But even this rose-colored vision is doomed unless the world at large realizes at long last:

Resources are finite.
Population growth is inimical to quality of life.
We either live sustainably or die.

We can get there from here. Maybe we will. Why not?

Saturday, July 12, 2008

Abysmal Ignorance and the Broken Trust

Until a few days ago, I had never heard of Angela Merkel. I had never heard that she is the first female Chancellor of Germany. I had never heard that she was named the most powerful woman in the world two years running. I had never heard that she is leading her country and the EU towards clean, renewable energy while the US continues to wallow in its oil addiction.

She is the most powerful woman in the world and I have never heard of her! What is wrong with me? Where have I been?

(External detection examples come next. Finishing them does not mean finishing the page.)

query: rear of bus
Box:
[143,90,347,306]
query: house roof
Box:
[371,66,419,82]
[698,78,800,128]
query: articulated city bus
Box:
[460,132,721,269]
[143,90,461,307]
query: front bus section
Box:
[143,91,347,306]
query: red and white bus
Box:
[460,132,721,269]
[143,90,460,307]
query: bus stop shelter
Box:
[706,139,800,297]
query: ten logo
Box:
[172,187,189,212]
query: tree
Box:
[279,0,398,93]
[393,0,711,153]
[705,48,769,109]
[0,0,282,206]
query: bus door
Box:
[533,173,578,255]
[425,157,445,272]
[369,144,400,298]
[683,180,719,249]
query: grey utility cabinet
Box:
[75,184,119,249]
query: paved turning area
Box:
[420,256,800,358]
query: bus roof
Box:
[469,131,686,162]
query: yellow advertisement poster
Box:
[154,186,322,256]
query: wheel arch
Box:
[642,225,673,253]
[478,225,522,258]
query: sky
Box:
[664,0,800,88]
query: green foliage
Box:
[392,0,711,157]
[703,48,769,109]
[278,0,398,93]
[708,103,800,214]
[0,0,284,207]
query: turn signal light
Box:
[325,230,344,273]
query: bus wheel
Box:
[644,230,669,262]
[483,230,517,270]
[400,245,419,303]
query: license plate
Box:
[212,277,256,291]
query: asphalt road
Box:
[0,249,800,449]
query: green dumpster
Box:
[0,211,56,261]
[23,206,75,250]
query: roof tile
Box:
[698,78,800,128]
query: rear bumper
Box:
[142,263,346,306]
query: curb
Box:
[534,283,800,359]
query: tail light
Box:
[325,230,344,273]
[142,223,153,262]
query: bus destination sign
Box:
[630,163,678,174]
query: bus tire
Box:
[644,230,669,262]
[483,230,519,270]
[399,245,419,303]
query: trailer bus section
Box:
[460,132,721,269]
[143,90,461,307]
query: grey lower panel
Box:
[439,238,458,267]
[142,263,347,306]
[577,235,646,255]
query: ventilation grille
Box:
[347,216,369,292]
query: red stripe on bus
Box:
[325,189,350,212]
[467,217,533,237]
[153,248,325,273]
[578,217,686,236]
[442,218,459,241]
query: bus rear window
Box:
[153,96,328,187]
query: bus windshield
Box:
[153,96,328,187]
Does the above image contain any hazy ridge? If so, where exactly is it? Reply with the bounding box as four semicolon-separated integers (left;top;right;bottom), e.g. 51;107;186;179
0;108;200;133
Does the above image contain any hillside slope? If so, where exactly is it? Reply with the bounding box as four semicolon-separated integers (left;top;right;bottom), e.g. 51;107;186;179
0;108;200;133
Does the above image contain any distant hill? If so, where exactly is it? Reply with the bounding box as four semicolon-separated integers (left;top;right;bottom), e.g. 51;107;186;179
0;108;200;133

So, if I don't know that Germany, with its conservative older generation, has elected a female Chancellor, what else don't I know? Who are the leaders of the rest of the G8? If I think a while, I come up with Brown -- he's the prime minister of the UK. And I remember the hotly contested election in France last year (only because we were in Europe and watching European news at the time); if I saw the French President's name, I would recognize it -- but I can't quite pull it out of my brain. Canada, our next-door neighbor? I have no idea. What about Mexico, our neighbor to the south? Again, no idea. Japan -- one of the most influential countries in the world? Must be something Japanese-sounding. China -- the volatile giant and exporter of almost everything in WalMart? Nope. Surely I know Russia. Everyone knows Russia. Not anymore. Italy? Not the slightest.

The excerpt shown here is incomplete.